Accept the Modality Gap: An Exploration in the Hyperbolic Space (CVPR 2024 Highlight) [Paper
]
Sameera Ramasinghe, Violetta Shevchenko, Gil Avraham, Ajanthan Thalaiyasingam
Note: This codebase is heavily based on the MERU repo. We thank the MERU authors for their generous contributions.
git clone https://github.com/samgregoost/atmg.git
cd atmg
conda create -n atmg python=3.9 --yes
conda activate atmg
Install torch and torchvision following the instructions on pytorch.org.
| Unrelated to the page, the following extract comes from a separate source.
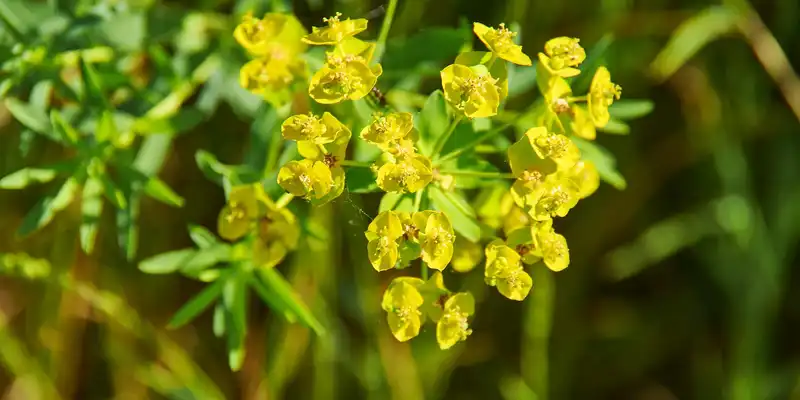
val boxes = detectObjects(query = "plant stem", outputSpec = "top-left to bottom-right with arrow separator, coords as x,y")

Then install the remaining dependencies, and this codebase as a dev package:
python -m pip install --pre timm
python -m pip install -r requirements.txt
python setup.py develop
The models are trained using the RedCaps dataset. Use the RedCaps downloader tool and follow the instructions to download the dataset and further organize as TAR files.
The dataset is expected relative to the project repository as follows:
atmg # project repository.
└── datasets
└── redcaps
├── shard_00000000.tar
├── shard_00000001.tar
└── {any_name}.tar
This dataset format is general enough to support training with similar image-text datasets like Conceptual Captions (12M, 3M), if they are structured as TAR files described above.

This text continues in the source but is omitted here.